On holiday last week I spent $200 on sunglasses. I went two and fro, trying them on, putting them back and generally umm-ing and ahh-ing, because if I’m honest, I think it’s the most money I’ve spent on a possession that isn’t my house or car.

Mr Miner was obviously less than thrilled by my shopping indecision, and his frustration combined with airport delirium may have been the catalyst for this splurge.

I say splurge because I am a naturally quite frugal, which I think is predominantly due to the way I was brought up. I am one of four children and so is Mr Miner, and op shops and hand-me-downs were the norm. No stopping at Maccas on road trips for us, just warm vegemite sandwiches and tap water (poor souls!).

But for those involved in mining, money is what makes us the pantomime villains. We are the Montgomery Burns of Australia, sitting out of town, counting all our money.

According to the media, we’re all cashed-up bogans, spending all our money on smokes, alcohol, V8 cars and motorbikes (which definitely sums me up well!).

When you tell people your partner works in mining, it’s usually the second thing they comment on, straight after they make assumptions about your relationship.

I’ve lost count of the number of times I’ve heard phrases like, 'Oh he must earn a lot though', or 'At least the money’s worth it'. And my personal favourite: 'You can’t take it with you, you know?' usually deployed in order to make you feel bad about your long-distance relationship.

Of course there are some people working in the mines for a set time to achieve a very specific financial goal and of course it’s silly to say Mr Miner’s not interested in the money at all.
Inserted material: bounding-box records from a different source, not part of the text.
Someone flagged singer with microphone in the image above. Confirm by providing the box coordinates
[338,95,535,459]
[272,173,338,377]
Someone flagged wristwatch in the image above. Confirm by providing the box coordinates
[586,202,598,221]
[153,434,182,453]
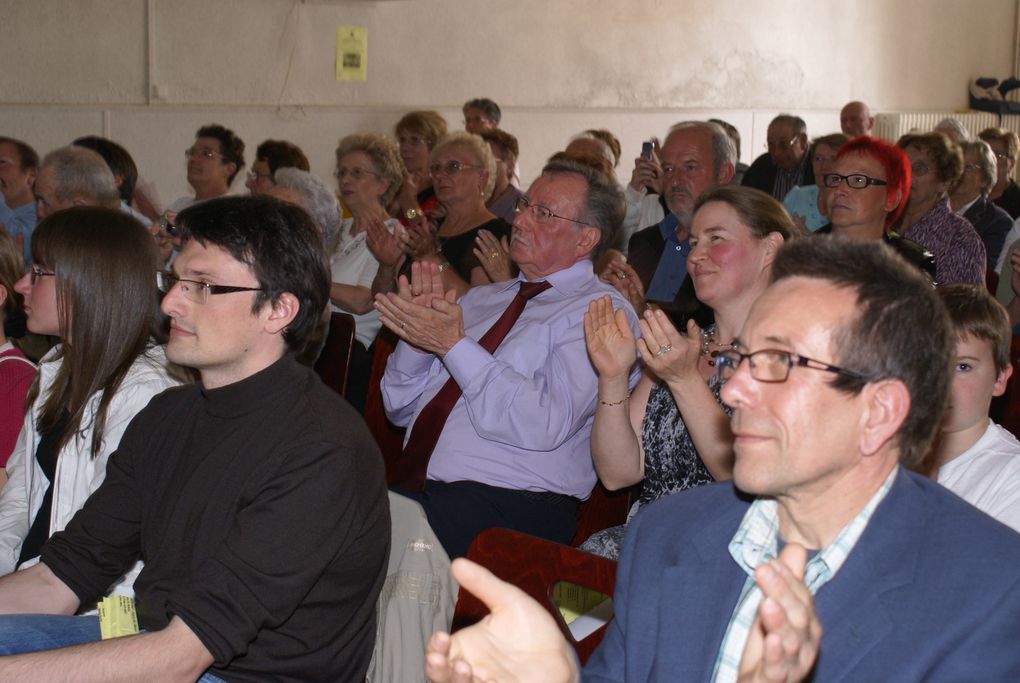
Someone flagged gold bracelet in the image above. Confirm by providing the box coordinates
[599,391,630,406]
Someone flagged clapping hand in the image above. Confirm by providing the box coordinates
[584,296,636,379]
[737,543,822,683]
[638,309,702,383]
[425,559,579,683]
[474,230,515,282]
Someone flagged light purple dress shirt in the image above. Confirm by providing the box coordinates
[381,259,640,498]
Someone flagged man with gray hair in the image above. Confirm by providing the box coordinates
[950,140,1013,270]
[602,121,736,326]
[375,161,638,557]
[839,100,875,138]
[34,145,120,220]
[741,114,815,202]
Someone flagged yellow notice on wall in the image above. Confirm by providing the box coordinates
[337,27,368,81]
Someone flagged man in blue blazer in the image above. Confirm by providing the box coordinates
[426,239,1020,683]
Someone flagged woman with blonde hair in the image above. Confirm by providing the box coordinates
[327,133,404,411]
[582,186,796,559]
[0,207,177,599]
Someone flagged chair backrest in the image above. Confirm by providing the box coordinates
[453,529,616,664]
[570,481,641,546]
[315,312,354,396]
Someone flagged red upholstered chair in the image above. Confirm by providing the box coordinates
[989,336,1020,438]
[453,529,616,665]
[315,312,354,396]
[570,481,641,546]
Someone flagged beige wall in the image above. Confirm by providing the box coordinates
[0,0,1016,199]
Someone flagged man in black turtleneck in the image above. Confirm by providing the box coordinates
[0,198,390,682]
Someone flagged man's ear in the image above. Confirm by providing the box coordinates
[577,226,602,263]
[762,231,785,265]
[716,161,736,185]
[265,292,301,334]
[860,379,910,456]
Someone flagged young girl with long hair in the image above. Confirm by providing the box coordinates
[0,207,177,585]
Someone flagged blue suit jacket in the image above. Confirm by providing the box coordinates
[583,471,1020,683]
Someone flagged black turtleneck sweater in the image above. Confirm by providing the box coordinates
[42,355,390,682]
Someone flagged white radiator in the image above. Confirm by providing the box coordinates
[874,111,1020,143]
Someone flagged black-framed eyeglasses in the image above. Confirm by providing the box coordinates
[428,159,480,175]
[765,135,801,150]
[822,173,888,190]
[156,270,262,304]
[513,195,591,225]
[715,349,871,383]
[29,265,56,286]
[185,147,223,161]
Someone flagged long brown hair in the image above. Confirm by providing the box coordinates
[28,207,158,458]
[0,232,24,323]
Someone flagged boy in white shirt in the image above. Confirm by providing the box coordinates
[929,284,1020,531]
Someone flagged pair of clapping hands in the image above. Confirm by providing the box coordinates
[375,261,464,358]
[425,543,822,683]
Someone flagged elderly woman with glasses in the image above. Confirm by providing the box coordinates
[582,187,797,559]
[977,128,1020,220]
[894,133,986,284]
[399,133,507,296]
[390,110,447,225]
[326,133,404,408]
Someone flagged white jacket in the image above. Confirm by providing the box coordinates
[0,347,180,607]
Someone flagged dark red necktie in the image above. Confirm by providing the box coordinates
[391,280,551,491]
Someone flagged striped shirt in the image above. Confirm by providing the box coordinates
[712,467,900,683]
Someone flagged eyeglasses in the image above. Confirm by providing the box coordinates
[397,136,428,145]
[513,195,591,225]
[428,159,479,175]
[822,173,888,190]
[156,270,263,304]
[29,266,56,286]
[715,349,871,383]
[185,147,223,161]
[333,166,379,181]
[662,161,705,177]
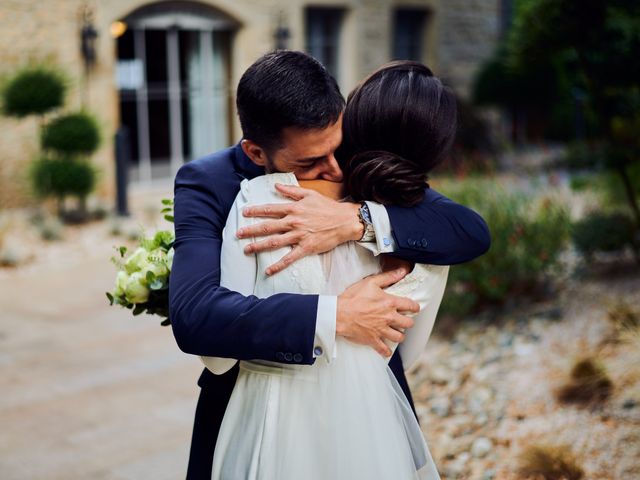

He is a fitter by trade and could choose to work on buses or trucks in the city, for fewer hours and for less money. But I certainly don’t know many people who would want to do exactly the same job and be paid half as much.

For us the perks of the mining lifestyle are also about the other things it affords us. For example, if Mr Miner takes two weeks' leave, he can then take five weeks' holiday, which allowed us to go back to Europe to visit my friends and family.

We can also make plans for the future, whether that’s planning to travel, planning to start a business or planning to buy a house. These plans can be realized sooner because of the extra money.

However, when it comes down to it, we are still a double income couple in our early 30s, who (like many others) can’t afford a house in Sydney. The money is good, but it’s not ridiculous!

In my opinion, the stories of big spending and living to excess are generally from the younger guys. They’re in their 20s, working in the mines and living in the sticks with nothing to spend their money on but big nights out and big boy’s toys. And as I see it, that’s similar to how many people will spend their early twenties, no matter the income.

When I was a student in the UK, I was always on my last ten quid and I still managed to afford bottles of vodka and nights out that my mother wouldn’t approve of. Yes, it’s due in part to the money, but also due to fact they have no responsibilities. And let’s be honest, who would begrudge a young bloke a bit of fun?

So, yes, Mr Miner does work in part for the money. And although he doesn’t like the cashed-up bogan connotations, they are easily laughed off as jealousy.

The thing I hate most is the insinuation that I am in it for the money too.

It’s one of his best friend’s favourite jokes: I can’t be with him with for his personality, so I must be with him for his money and his sexual prowess. (He's half right, but I will give you a clue and say that his money is not my money.)

We pay rent and bills together, split equally 50/50, and although he will treat me to the occasional dinner, I like to think that romance rather than charity is behind the gesture.

I am very independent and I like to think successful in my own right. I have my own career and my own business and I like to pay my own way. Plus, as a friend’s grandmother once said, it’s always good to have a runaway fund!

When it comes down to it, we’re in this for the long haul, and it’s definitely not money that will get us through that.

As people always say, you can’t take it with you… which is a funny saying, because from what I’ve heard, you can’t take him with you either!